A writer wrote to me recently with a really great question. She wants to write a story that draws from a difficult chapter in her life, but wonders if the possible closure is worth the tough memories and negative emotions it will stir up.
In her own words:
I have an idea for a story that I would like to write. However, the story draws on my experiences from a rough time in my past, and I anticipate it could be emotionally draining for me to write this story. But I also feel and perhaps hope that writing about this could help me find some closure for some stuff. Do you advise writing a story that would unleash some tough memories and negative emotions if the end product could be a great novel?
Andrews and Thomson see depression as a way of bolstering our feeble analytical skills, making it easier to pay continuous attention to a difficult dilemma. The downcast mood and activation of the VLPFC are part of a “coordinated system” that, Andrews and Thomson say, exists “for the specific purpose of effectively analyzing the complex life problem that triggered the depression.” If depression didn’t exist — if we didn’t react to stress and trauma with endless ruminations — then we would be less likely to solve our predicaments. Wisdom isn’t cheap, and we pay for it with pain.
Writing is a way of channeling and focusing this rumination in the way that organizes your complex thoughts and channels them into order and a narrative. By taking these feelings and forcing them to make sense on the page, we are also identifying, describing, and understanding the things that are causing us pain.
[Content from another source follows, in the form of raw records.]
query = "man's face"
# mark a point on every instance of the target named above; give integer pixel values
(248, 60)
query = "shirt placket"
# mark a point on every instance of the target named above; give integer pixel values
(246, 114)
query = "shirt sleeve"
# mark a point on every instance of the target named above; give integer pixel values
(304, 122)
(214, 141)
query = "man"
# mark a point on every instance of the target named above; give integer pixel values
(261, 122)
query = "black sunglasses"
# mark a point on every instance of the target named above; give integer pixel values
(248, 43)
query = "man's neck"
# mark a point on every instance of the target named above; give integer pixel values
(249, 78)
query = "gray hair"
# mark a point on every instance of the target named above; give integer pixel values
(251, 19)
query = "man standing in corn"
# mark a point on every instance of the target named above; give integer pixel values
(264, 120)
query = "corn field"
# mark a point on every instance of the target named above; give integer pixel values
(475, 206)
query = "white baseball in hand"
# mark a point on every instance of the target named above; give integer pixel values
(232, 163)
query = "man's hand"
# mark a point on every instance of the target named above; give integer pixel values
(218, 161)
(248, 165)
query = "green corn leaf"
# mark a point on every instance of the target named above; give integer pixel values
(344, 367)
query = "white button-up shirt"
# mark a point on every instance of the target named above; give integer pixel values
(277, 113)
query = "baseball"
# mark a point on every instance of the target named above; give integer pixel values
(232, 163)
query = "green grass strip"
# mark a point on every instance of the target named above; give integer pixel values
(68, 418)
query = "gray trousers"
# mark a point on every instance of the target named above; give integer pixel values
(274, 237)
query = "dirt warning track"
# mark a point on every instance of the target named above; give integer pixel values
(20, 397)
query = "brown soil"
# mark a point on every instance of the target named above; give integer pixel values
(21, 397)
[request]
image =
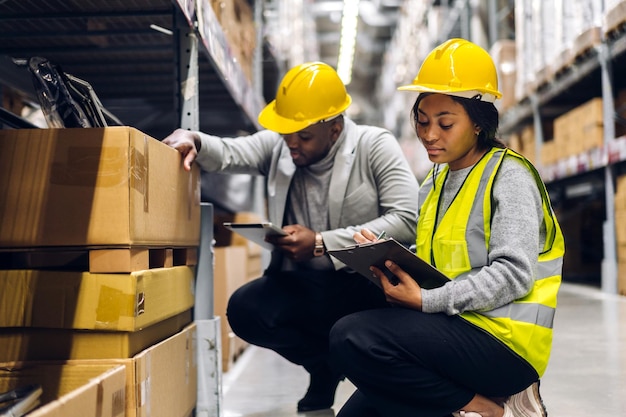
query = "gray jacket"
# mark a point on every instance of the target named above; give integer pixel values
(372, 185)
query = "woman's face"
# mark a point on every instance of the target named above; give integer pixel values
(447, 132)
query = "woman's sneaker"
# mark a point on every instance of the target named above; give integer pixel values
(527, 403)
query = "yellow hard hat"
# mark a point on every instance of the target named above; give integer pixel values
(307, 94)
(457, 67)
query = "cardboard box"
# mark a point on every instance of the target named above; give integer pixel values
(37, 344)
(100, 186)
(71, 390)
(160, 381)
(83, 300)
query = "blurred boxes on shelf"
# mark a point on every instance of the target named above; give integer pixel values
(101, 186)
(236, 18)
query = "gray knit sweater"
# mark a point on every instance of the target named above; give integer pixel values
(517, 236)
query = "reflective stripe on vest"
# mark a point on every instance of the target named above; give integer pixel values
(524, 325)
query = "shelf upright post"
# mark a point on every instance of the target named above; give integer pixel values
(537, 128)
(208, 328)
(609, 263)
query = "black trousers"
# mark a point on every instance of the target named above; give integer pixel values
(292, 312)
(408, 363)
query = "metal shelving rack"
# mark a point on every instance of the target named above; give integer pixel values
(590, 75)
(157, 65)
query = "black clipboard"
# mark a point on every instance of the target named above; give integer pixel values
(361, 257)
(256, 232)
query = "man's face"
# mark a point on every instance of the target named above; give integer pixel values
(312, 143)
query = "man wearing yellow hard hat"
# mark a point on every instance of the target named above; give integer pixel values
(326, 178)
(477, 345)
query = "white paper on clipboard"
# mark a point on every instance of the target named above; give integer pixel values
(256, 232)
(361, 257)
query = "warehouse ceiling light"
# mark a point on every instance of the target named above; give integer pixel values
(347, 44)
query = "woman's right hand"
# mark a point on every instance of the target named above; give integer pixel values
(365, 236)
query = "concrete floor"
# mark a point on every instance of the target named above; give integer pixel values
(586, 376)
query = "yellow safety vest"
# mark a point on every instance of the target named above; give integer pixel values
(459, 245)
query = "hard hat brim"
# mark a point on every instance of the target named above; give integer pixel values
(269, 119)
(489, 96)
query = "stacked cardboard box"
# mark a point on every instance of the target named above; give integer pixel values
(99, 233)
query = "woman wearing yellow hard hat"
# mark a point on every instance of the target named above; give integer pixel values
(476, 346)
(325, 177)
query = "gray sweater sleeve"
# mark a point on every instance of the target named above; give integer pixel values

Now, that’s not to say that diving into a dark pool doesn’t have its consequences, and if you feel yourself getting pulled under you absolutely need to reach for a life preserver or get out of the pool.
But I tend to think that this is one of the most important reasons to write. No matter what genre we’re writing in, whether we’re writing raw memoir or wacky kids adventures, we’re ultimately trying to make sense of the world and of ourselves.